Last week I read about Austin Heritage Society’s historic home tours, and decided it was time to be a tourist in my own town. Admittedly, I was prepared to be underwhelmed since history has always seemed more interesting the farther I fly from Austin. But the experience surprised and interested me. For example, one of the homes included the “Tot” Hart house on Scenic Drive overlooking Lake Austin. Tot owned a car paint and body shop on 5th street in the late 1920s and bought a cottage on a plot of land accessed by a dirt path, eventually building a larger dwelling that he continued to add to over the years.
When he and his wife divorced, she moved to California with their only child, Martha, who in time became the mother of Robert Redford. Deciding that Young Robert needed a male role model, he was sent to spend summers with his grandfather and helped him build on to the house in stages, partly with old car parts! When Tot passed away in 1959, Robert was his sole heir, but as a young, struggling actor in NYC, he could not keep up with the taxes and maintenance, even with the rental income from the house. In 1965, he sold the property. Robert, however, has kept his connection with the house as we saw in displayed pictures of him at the house with the current owners. Reportedly, the dwelling’s style was once described as “Medieval Romanesque Italianate Spanish Baroque Revival,” by a former architecture student.

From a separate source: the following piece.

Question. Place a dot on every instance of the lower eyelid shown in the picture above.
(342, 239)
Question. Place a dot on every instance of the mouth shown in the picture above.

However categorized, one can only wonder how participating in his grandfather’s crafting of this unique dwelling shaped the man whose skill and love for crafting films has shaped a whole generation of filmmakers.
Another of the houses we toured was the Gatewood House on Tarry Trail, built by William Gatewood who established the first hamburger stand at 21st and Guadalupe in 1919. As a student, he conceived of a used textbook exchange for fellow students, that grew into five stores in various states. After a time, Gatewood sold all but the “Texas Book Store” so he and his family could live in Austin. Their house was originally built in 1938 on a 19-acre plot of land, which was subdivided several times afterwards. The Gatewoods donated the land for Westminister Presbyterian Church and later gave land for the Austin State school in exchange for providing free water to their estate. What is probably most remarkable was that Gatewood is remembered for frequently giving money to “Bicycle Annie,” a garishly-garbed and -groomed woman who rode through the Drag area on a bicycle, sadly lost in a world of her own that tolerated no interlopers. During the 60s and 70s, she was a fixture — a character we all recognized, much like Leslie today. When she died, Gatewood was the person who paid for her funeral. Where else, but Austin, would this be a part of man’s legacy?
The four other houses on the tours were equally interesting, connecting to other bits and pieces of Austin history I have experienced or heard about over the years. Although I had started the tour to experience Austin as a tour, by the end of it, I realized that Austin can’t be another city in a guidebook for me. Austin is the mold that nurtured my youthful contents until I emerged as the person I am today. I remembered the “city wars” of the 60s – Dallas and Houston were always vying for tops honors as Texas’ most important city. All the while, Austin sat quietly radiating its charm and natural beauty – the true jewel of Texas – while we basked and thrived in her embrace. For all of the grown-up children of this town, I thank the Austin Heritage Society for preserving the old Austin – like Catlin’s Native American tribes – before it disappears.